Susan Chana Lask assisted New York's Department of Justice in going after Foreclosure Mill Steven Baum after she shut him down in her Federal civil action  that she filed against him in August, 2010.  Read the Manhattan's U.S. Attorney's 2011 release about their case against Baum and fining him $2 Million.  Although Baum deserved more than what the USDOJ fines him, Ms. Lask was the only person to expose Baum so she could get the USDOJ and Attorney General to go after him too.

Southern District of New York


                                                                    FOR IMMEDIATE RELEASE                                                           CONTACT: Ellen Davis, Carly Sullivan
                                                                    Thursday, October 6, 2011                                                                                      Jerika Richardson
                                                                                                                                          (212) 637-2600


                       PREET BHARARA, the United States Attorney for the Southern District of New York, announced today that the United States has entered into an agreement with the law firm of STEVEN J. BAUM, P.C. ("BAUM"), one of the largest volume mortgage foreclosure firms in New York State, that requires the firm to pay $2 million to the United States and to extensively change its practices with respect to mortgage foreclosure actions (the "Agreement").  The Agreement resolves an investigation into BAUM’s mortgage foreclosure-related practices, specifically whether the firm, on behalf of its lender clients, filed misleading pleadings, affidavits, and mortgage assignments in state and federal courts in New York. 
                        Manhattan U.S. Attorney PREET BHARARA said: "In mortgage foreclosure proceedings, there are no excuses for sloppy practices that could lead to someone mistakenly losing their home.  Homeowners facing foreclosure cannot afford to have faulty paperwork or inadequate evidence submitted, and today’s agreement will help minimize that risk.”

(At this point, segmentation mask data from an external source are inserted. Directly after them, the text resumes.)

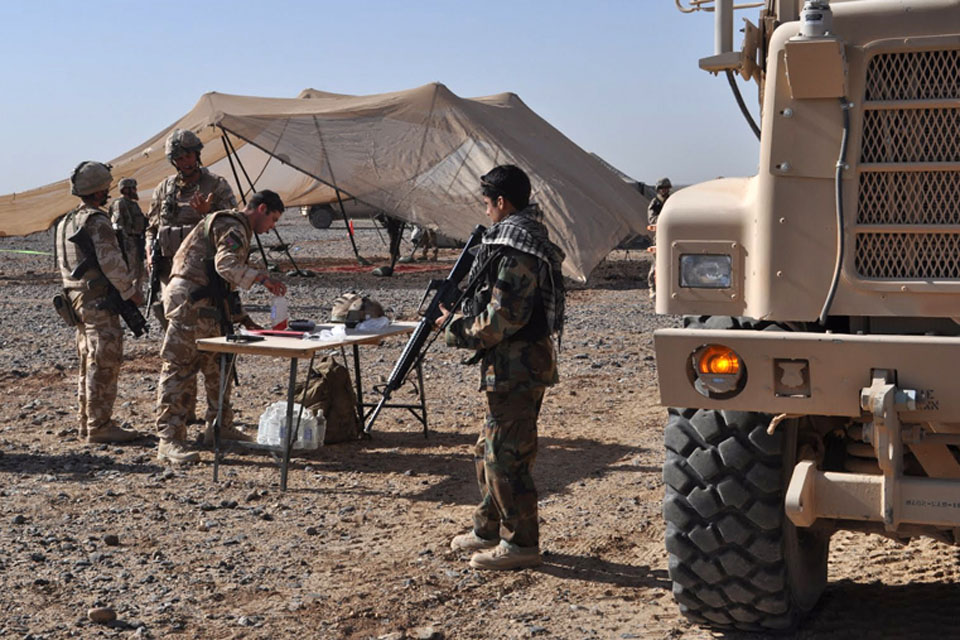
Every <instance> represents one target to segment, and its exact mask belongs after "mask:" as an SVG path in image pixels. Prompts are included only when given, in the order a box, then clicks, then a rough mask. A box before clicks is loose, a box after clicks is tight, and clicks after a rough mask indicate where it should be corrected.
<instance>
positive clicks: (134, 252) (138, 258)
mask: <svg viewBox="0 0 960 640" xmlns="http://www.w3.org/2000/svg"><path fill="white" fill-rule="evenodd" d="M110 219H111V220H112V221H113V228H114V229H117V230H118V231H120V233H121V234H122V235H123V240H124V250H125V251H126V254H127V262H128V263H129V264H131V265H132V264H134V263H135V262H136V263H140V262H142V261H143V260H144V258H145V257H146V256H145V255H143V254H142V249H143V240H142V239H143V237H144V233H145V232H146V230H147V218H146V216H144V215H143V211H141V210H140V205H139V204H138V203H137V201H136V200H133V199H131V198H128V197H126V196H121V197H119V198H117V199H115V200H114V201H113V202H112V203H111V204H110Z"/></svg>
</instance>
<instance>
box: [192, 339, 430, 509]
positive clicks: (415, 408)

                        The Agreement specifically prohibits BAUM from engaging in certain practices related to the Mortgage Electronic Registration Systems, Inc. ("MERS"), a subscription-based electronic registry system for lenders and other entities that tracks ownership interests in mortgages.  MERS members contractually agree to appoint MERS as their agent on all mortgages they register.  Until recently, employees of BAUM, with the consent of MERS, had been assigning mortgages on behalf of MERS, even though they had no connection to MERS whatsoever, which resulted in errors in its legal filings in state and federal court.  Pursuant to the Agreement, BAUM is prohibited from executing any assignment of a mortgage as an "officer" or "director" of MERS.

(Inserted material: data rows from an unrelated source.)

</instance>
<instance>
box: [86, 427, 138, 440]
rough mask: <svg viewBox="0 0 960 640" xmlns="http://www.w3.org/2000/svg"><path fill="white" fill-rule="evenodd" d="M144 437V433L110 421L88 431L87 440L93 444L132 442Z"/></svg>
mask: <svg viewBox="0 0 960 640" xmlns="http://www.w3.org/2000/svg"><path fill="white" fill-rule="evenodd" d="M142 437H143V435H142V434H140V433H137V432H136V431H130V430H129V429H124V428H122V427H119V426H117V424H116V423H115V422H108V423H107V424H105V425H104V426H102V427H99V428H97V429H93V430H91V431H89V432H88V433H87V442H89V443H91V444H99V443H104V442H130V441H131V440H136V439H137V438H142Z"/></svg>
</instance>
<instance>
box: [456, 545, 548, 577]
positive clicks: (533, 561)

                        The Agreement also requires a general overhaul of BAUM's practice with respect to its filings in mortgage foreclosure actions.  Under the terms of the Agreement, BAUM has agreed to:
•  Take steps to inform courts of the nature of the assignments in pending foreclosure proceedings it is handling;
•  Obtain appropriate affidavits from its clients attesting to the fact that they possess original notes or have conducted a diligent search and the original note could not be found;
•  Have experienced attorneys supervise the preparation of pleadings, and review and approve pleadings before they can be filed;
•  Implement a 12-24 month training program for its attorneys that includes an overview of the foreclosure process in New York State and a review of the litigation procedures expected at BAUM;
•  Provide immediate notice to the Government when objections are raised regarding the accuracy of certain court filings related to mortgage foreclosure proceedings; and
•  Maintain documentation of its compliance with the settlement.  

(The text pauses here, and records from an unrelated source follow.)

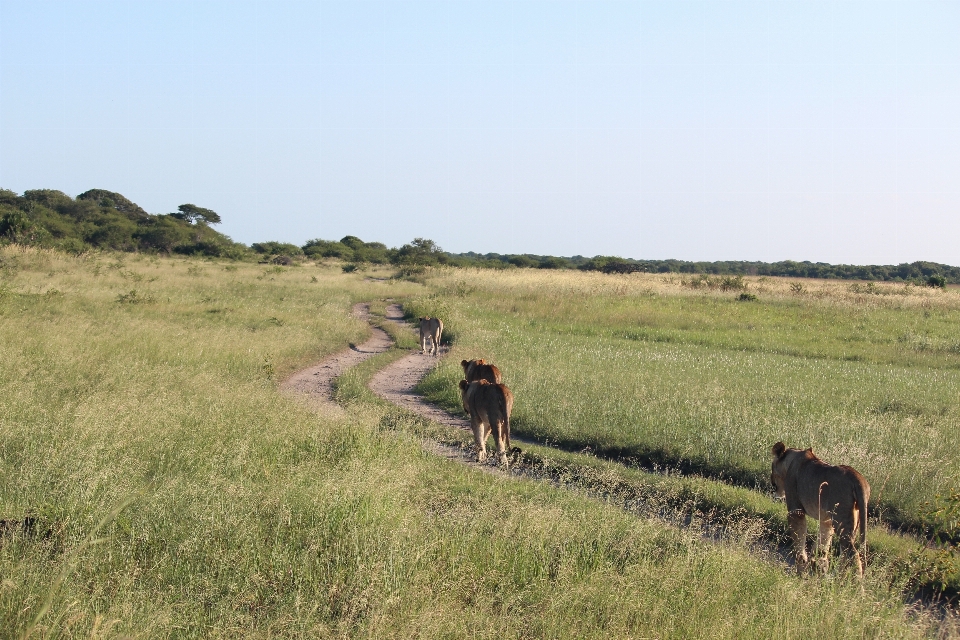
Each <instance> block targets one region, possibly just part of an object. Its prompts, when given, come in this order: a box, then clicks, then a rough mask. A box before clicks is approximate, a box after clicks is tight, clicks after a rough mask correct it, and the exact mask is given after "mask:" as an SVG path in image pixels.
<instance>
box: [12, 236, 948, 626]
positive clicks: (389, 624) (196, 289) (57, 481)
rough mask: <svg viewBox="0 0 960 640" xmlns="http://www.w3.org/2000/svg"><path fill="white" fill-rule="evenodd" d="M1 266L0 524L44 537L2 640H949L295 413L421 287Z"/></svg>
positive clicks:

               In addition, the Agreement requires BAUM to pay the United States $2 million in exchange for a release from any potential claims pursuant to the Financial Institutions Reform, Recovery, and Enforcement Act of 1989 ("FIRREA").  FIRREA authorizes the United States to seek civil penalties for violations of, and conspiracies to violate, certain predicate criminal statutes involving financial fraud, including mail and wire fraud.  The release from liability does not preclude any other parties, including individual homeowners, from pursuing any rights they may have.
                The Agreement does not constitute a finding by any court or agency that Baum has engaged in any unlawful practice or wrongdoing.  In the Agreement, Baum acknowledges, however, that it occasionally made inadvertent errors in its legal filings in state and federal court, which it attributes to human error in light of the high volume of mortgage defaults and foreclosures throughout the State of New York in the wake of the national subprime mortgage crisis. 
                  Mr. BHARARA thanked the U.S. Trustee's Office for their invaluable assistance in this case. The case is being handled by the Office's Civil Frauds Unit.  Assistant U.S. Attorneys PIERRE ARMAND and LARA ESHKENAZI are in charge of the case.
                The Civil Frauds Unit works in coordination with President BARACK OBAMA's Financial Fraud Enforcement Task Force, on which Mr. BHARARA serves as a Co-Chair of the Securities and Commodities Fraud Working Group.  President OBAMA established the interagency Financial Fraud Enforcement Task Force to wage an aggressive, coordinated, and proactive effort to investigate and prosecute financial crimes.  The task force includes representatives from a broad range of federal agencies, regulatory authorities, inspectors general, and state and local law enforcement who, working together, bring to bear a powerful array of criminal and civil enforcement resources.  The task force is working to improve efforts across the federal executive branch, and with state and local partners, to investigate and prosecute significant financial crimes, ensure just and effective punishment for those who perpetrate financial crimes, combat discrimination in the lending and financial markets, and recover proceeds for victims of financial crimes.